Elizabeth Eliza wanted to have some system in the moving, and spent the evening in drawing up a plan. It would be easy to arrange everything beforehand, so that there should not be the confusion that her mother dreaded, and the discomfort they had in their last move. Mrs. Peterkin shook her head, she did not think it possible to move with any comfort. Agamemnon said a great deal could be done with a list and a programme.

Elizabeth Eliza declared if all were well arranged a programme would make it perfectly easy. They were to have new parlor carpets, which could be put down in the new house the first thing. Then the parlor furniture could be moved in, and there would be two comfortable rooms, in which Mr. and Mrs.
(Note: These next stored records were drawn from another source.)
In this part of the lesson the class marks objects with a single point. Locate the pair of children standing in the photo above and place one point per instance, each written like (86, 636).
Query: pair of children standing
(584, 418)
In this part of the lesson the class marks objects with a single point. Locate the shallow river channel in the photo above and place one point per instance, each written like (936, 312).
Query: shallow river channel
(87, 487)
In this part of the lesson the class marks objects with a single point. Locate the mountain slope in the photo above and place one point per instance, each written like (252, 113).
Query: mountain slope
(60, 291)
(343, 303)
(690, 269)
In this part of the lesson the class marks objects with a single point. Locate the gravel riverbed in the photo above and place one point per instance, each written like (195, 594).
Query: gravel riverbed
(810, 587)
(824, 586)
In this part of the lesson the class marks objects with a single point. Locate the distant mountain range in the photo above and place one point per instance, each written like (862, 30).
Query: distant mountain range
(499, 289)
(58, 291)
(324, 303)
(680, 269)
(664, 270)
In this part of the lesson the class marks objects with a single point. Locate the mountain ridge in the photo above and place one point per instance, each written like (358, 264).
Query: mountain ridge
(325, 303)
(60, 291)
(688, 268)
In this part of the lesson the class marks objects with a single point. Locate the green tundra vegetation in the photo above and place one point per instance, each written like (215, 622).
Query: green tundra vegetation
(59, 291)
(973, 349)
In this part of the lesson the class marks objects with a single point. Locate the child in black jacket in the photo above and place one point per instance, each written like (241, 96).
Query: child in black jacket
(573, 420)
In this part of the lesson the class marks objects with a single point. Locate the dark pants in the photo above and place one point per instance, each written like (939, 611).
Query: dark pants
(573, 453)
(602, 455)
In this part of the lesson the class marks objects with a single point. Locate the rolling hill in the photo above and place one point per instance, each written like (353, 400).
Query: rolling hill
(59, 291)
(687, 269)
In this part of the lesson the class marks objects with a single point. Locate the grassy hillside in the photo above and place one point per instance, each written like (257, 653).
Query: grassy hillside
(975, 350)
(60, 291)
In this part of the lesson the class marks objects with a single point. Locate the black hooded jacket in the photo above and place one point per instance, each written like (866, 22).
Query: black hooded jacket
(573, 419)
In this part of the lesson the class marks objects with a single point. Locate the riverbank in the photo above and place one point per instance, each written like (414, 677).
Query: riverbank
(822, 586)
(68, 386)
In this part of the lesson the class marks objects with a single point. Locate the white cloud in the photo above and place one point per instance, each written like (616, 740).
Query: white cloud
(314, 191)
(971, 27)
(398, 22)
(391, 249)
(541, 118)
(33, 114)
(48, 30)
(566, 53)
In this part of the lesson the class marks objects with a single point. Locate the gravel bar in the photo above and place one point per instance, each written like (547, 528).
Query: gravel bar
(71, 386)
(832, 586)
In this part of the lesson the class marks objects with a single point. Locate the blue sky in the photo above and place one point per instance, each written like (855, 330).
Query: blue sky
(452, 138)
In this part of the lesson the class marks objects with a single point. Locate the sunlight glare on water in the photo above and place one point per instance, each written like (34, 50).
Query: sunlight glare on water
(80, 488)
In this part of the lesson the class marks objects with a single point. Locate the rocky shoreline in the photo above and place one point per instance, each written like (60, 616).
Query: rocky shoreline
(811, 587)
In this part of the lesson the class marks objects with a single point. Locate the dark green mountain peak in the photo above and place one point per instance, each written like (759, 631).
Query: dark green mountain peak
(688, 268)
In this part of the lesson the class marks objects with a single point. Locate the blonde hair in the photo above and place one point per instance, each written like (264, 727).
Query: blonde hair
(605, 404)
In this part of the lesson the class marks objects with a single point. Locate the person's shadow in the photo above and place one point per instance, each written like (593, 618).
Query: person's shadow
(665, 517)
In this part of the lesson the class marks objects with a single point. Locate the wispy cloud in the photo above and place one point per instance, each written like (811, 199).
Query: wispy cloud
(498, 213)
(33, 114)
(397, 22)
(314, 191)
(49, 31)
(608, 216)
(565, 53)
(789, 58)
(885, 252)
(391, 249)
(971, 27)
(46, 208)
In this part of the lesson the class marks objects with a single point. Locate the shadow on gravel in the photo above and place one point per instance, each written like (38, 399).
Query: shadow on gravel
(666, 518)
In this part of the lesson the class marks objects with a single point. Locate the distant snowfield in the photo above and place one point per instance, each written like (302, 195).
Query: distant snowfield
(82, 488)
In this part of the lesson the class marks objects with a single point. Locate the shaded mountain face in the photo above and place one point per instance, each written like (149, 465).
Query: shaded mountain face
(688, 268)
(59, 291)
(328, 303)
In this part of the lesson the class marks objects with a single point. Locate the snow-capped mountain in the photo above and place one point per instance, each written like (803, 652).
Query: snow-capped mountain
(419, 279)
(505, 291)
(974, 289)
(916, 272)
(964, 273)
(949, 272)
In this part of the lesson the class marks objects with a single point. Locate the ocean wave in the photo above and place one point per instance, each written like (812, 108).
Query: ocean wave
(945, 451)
Peterkin could sit, while the rest of the move went on. Then the old parlor carpets could be taken up for the new dining-room and the down-stairs bedroom, and the family could meanwhile dine at the old house. Mr. Peterkin did not object to this, though the distance was considerable, as he felt exercise would be good for them all. Elizabeth Eliza's programme then arranged that the dining-room furniture could be moved the third day, by which time one of the old parlor carpets would be down in the new dining-room, and they could still sleep in the old house. Thus there would always be a quiet, comfortable place in one house or the other. Each night when Mr. Peterkin came home, he would find some place for quiet thought and rest, and each day there should be moved only the furniture needed for a certain room. Great confusion would be avoided and nothing misplaced. Elizabeth Eliza wrote these last words at the head of her programme—"Misplace nothing." And Agamemnon made a copy of the programme for each member of the family.

The first thing to be done was to buy the parlor carpets. Elizabeth Eliza had already looked at some in Boston, and the next morning she went by an early train, with her father, Agamemnon, and Solomon John, to decide upon them.

They got home about eleven o'clock, and when they reached the house were dismayed to find two furniture wagons, in front of the gate, already partly filled! Mrs. Peterkin was walking in and out of the open door, a large book in one hand, and a duster in the other, and she came to meet them in an agony of anxiety. What should they do? The furniture carts had appeared soon after the rest had left for Boston, and the men had insisted upon beginning to move the things. In vain had she shown Elizabeth Eliza's programme, in vain had she insisted they must take only the parlor furniture. They had declared they must put the heavy pieces in the bottom of the cart, and the lighter furniture on top. So she had seen them go into every room in the house, and select one piece of furniture after the other, without even looking at Elizabeth Eliza's programme; she doubted if they could have read it, if they had looked at it.

Mr. Peterkin had ordered the carters to come, but he had no idea they would come so early, and supposed it would take them a long time to fill the carts.

But they had taken the dining-room sideboard first,—a heavy piece of furniture,—and all its contents were now on the dining-room tables. Then, indeed, they selected the parlor book-case, but had set every book on the floor. The men had told Mrs. Peterkin they would put the books in the bottom of the cart, very much in the order they were taken from the shelves. But by this time Mrs. Peterkin was considering the carters as natural enemies, and dared not trust them; besides, the books ought all to be dusted. So she was now holding one of the volumes of Agamemnon's Encyclopedia, with difficulty in one hand, while she was dusting it with the other. Elizabeth Eliza was in dismay. At this moment, four men were bringing down a large chest of drawers from her father's room and they called to her to stand out of the way. The parlors were a scene of confusion. In dusting the books, Mrs. Peterkin neglected to restore them to the careful rows in which they were left by the men, and they lay in hopeless masses in different parts of the room. Elizabeth Eliza sunk in despair upon the end of a sofa.

"It would have been better to buy the red and blue carpet," said Solomon John.

"Is not the carpet bought?" exclaimed Mrs. Peterkin. And then they were obliged to confess they had been unable to decide upon one, and had come back to consult Mrs. Peterkin.